A total of 149,709,598 Premier Shares and Premier Options were represented by proxy at the Meeting, representing approximately 59.06% of the issued and outstanding Premier Shares and Premier Options.   

Approval of the Arrangement 

For the Arrangement to proceed, the Arrangement Resolution required the approval of (i) at least two-thirds (66⅔%) of the votes cast at the Meeting, by Premier Shareholders attending in person or voting by proxy; (ii) at least two-thirds (66⅔%) of the votes cast at the Meeting, by Premier Securityholders attending in person or voting by proxy, voting together as a single class, and (iii) a simple majority (50%+1) of the votes cast at the Meeting, by Premier Shareholders attending in person or voting by proxy, excluding any votes cast by certain persons, as required by Multilateral Instrument 61-101 – Protection of Minority Security Holders in Special Transactions. 

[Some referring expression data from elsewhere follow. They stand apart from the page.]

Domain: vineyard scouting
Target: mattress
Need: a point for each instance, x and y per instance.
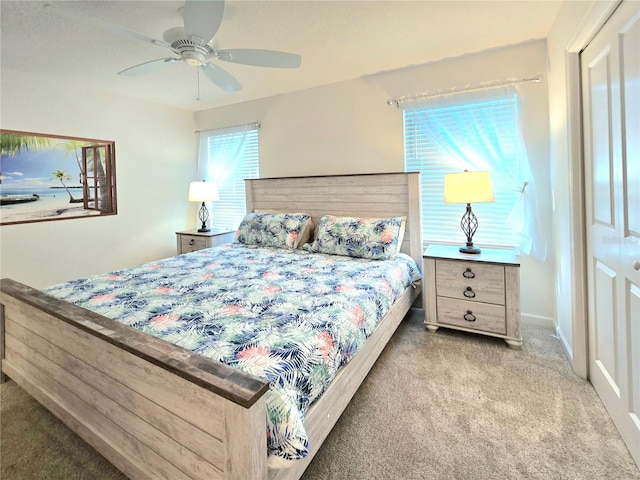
(289, 316)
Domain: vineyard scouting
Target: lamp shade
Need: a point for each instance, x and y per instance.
(468, 187)
(203, 192)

See below for a summary of the voting on the Arrangement Resolution. 

Approval of Other Matters 

In addition to the Arrangement Resolution, at the Meeting, Premier Shareholders also overwhelmingly approved: (i) an ordinary resolution approving certain amendments to the amended and restated share incentive plan of Premier dated May 23, 2019, (ii) an ordinary resolution approving an omnibus share incentive plan of i-80 Gold, (iii) an ordinary resolution of disinterested shareholders approving the private placement of subscription receipts of i-80 Gold (the “Subscription Receipts”) at a price of no less than C$2.50 per Subscription Receipts for aggregate gross proceeds of up to US$75 million, with each Subscription Receipt exchangeable for either (x) one common shares of i-80 Gold (the “i-80 Shares“), or (y) a unit, consisting of one i-80 Share and up to one quarter of one common share purchase warrant of i-80 (“i-80 Warrants“), and (iv) an ordinary resolution approving the exercise price of i-80 Warrants issuable to affiliates of Waterton Global Resource Management, Inc. in connection with the acquisition of the Getchell Project from Waterton.

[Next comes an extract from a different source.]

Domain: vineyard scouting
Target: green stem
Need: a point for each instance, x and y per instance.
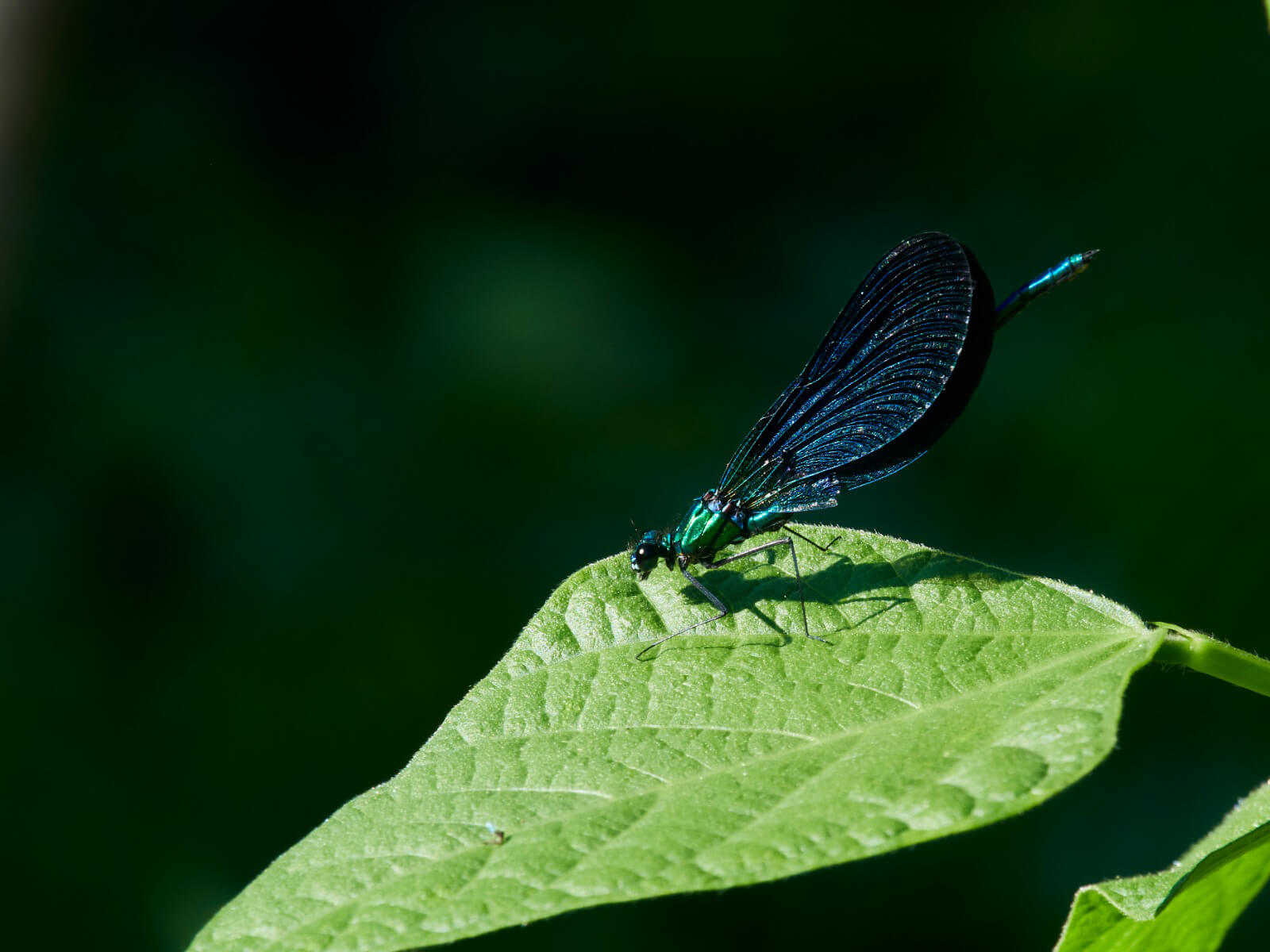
(1213, 658)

A report of voting results describing the matters voted upon at the Meeting and details regarding the number of Premier Shares voted in favour of each of the foregoing resolutions is available on SEDAR ( under Premier’s issuer profile. 

Transaction Update 

Having obtained the requisite approval of the Arrangement Resolution at the Meeting, the parties are continuing to work diligently towards closing the Arrangement. To that end, the parties are awaiting approval from the Federal Economic Competition Commission in Mexico (“COFECE“) in order to consummate the Arrangement. The parties are aiming to close the Arrangement shortly after the receipt of such COFECE approval, subject to the satisfaction or waiver of other closing conditions. 

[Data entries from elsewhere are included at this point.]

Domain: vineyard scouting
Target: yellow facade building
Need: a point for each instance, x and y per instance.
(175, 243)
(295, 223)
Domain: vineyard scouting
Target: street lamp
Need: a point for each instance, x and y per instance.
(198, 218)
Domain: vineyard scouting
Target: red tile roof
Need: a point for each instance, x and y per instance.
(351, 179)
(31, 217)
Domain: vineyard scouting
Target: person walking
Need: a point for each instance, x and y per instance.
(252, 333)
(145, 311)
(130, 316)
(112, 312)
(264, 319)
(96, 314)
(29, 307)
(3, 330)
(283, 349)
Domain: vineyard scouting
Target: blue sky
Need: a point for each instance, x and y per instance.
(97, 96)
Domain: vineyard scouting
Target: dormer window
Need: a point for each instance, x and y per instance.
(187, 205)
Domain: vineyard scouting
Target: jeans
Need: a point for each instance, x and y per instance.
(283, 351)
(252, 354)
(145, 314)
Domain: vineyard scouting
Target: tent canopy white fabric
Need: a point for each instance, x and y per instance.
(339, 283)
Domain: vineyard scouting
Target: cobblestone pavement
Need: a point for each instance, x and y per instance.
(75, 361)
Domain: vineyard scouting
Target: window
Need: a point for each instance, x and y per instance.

Further details regarding the Arrangement are set out in the management information circular of Premier dated January 25, 2021 and the news releases of Premier dated February 1, 2021 and February 16, 2021, each of which are available on Premier’s SEDAR profile. 

About Premier & i-80 

Premier is a gold producer and respected exploration and development company with a high-quality portfolio of precious metals projects in proven, accessible, and safe mining jurisdictions in Canada, the United States and Mexico. On December 16, 2020, Equinox Gold Corp. and Premier Gold Mines Limited announced that the companies have entered into a definitive agreement whereby Equinox Gold will acquire all the outstanding shares of Premier. Concurrently, Premier will spin-out to its shareholders shares of a newly created US-focused gold production and development company to be called i-80 Gold Corp.

Premier remains focused on creating i-80 as a Nevada-focused mining company with an organic pipeline of assets to achieve mid-tier gold producer status. In addition to its producing mine, El Nino at South Arturo, Premier is beginning to plan for future production growth through the potential addition of the Phases 1 & 3 open pits at South Arturo, advancing the Pinson underground and open pit opportunities at the Getchell Project, and completing permitting and the underground development plan for the 100%-owned McCoy-Cove Property.